Выбрать главу

«Зачем люди женятся?» — думал он.

Из-за детей, отвечал себе. И продолжал логическую цепочку: у меня никогда не будет детей.

Из желания быть вместе? У меня нет такого желания.

Из страха остаться одному? Человек всегда один.

Из-за денег? Я хорошо обеспечен.

Любому тезису находился антитезис, обесценивая идею брака как таковую.

К сорока годам Андрей решил не жениться никогда. Сейчас, глядя в спесивое лицо модницы на портрете Спиро, размышлял, не изменить ли принципам. Серьезных оснований к тому не было, зато несерьезных набиралось великое множество.

С удивлением и даже некоторой опаской Андрей наблюдал за изменениями в собственном поведении. В присутствии новой секретарши он все время улыбался, шутил, безобразно много говорил и, что самое ужасное, ощущал дурацкие позывы к откровенности. Это были плохие симптомы. Они однозначно указывали на то, что Таня ему не безразлична. Что она ему нравится. Да, следовало признать: ему нравятся строгие грустные глаза, неулыбчивые губы, густые каштановые волосы, ладная фигурка. Нравится лишенное кокетства поведение; сжатая волей, скомканная женственность, которую, как талант не пропьешь; которая видна в каждом жесте и слове.

— Все из-за тебя, — сообщил Рощин моднице на портрете. — Висишь тут, корчишь рожи, покой смущаешь. Ну, похожи вы и что? Мало ли в жизни всяких совпадений?

Всяких — много, таких — мало, ответствовал гордый взгляд.

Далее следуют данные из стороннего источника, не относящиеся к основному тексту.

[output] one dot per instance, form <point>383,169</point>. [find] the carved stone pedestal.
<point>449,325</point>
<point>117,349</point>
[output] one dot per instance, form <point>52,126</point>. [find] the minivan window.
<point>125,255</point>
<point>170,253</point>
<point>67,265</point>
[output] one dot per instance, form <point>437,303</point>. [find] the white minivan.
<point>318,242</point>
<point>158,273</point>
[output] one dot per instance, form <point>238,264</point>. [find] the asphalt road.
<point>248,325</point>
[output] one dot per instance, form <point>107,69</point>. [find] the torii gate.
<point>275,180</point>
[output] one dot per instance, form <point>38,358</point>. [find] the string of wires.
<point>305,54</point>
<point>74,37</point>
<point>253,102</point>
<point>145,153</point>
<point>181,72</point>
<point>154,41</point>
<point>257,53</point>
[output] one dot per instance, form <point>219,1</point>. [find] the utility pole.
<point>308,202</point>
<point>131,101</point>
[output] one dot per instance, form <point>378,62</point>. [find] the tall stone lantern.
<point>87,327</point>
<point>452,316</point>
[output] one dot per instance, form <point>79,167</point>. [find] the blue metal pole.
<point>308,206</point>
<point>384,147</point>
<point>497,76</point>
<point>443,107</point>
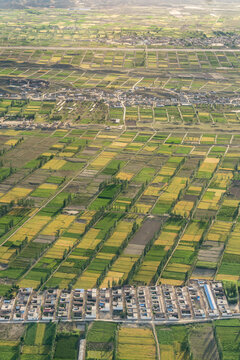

Рощин нахмурился. Его крайне раздражало то, что Таня не замечает его интереса. Или замечает, но игнорирует. Впервые за много лет он чувствовал нечто, способное перерасти в истинную симпатию, и не хотел, боялся даже, столкнуться с отказом. Затаенное, ущербное, выползавшее время от времени из темных закоулков, бубнило в мозгу:

«Меня никто не любит. Или любят ради денег, ради возможности покрасоваться рядом с известным писателем. Ей это не надо. Значит, не нужен и я…» — некозырная внешность, животик, плешь на макушке — свои минусы Рощин знал отлично. — Она молода и хороша собой, зачем я ей? — Таня была моложе на одиннадцать лет. — У нее своя жизнь и другие мужчины», — Андрей перевел взгляд с портрета на окно. За стеклом куролесил май, истекал теплыми веселыми дождями. Струйки бежали по стеклу, догоняя одна другую, сливаясь воедино и разбегаясь навеки. — Зачем люди женятся? — утешая себя, завел старую песню Рощин. — Из-за детей? Но у меня никогда не будет детей. Из желания быть вместе? Но у меня нет такого желания…»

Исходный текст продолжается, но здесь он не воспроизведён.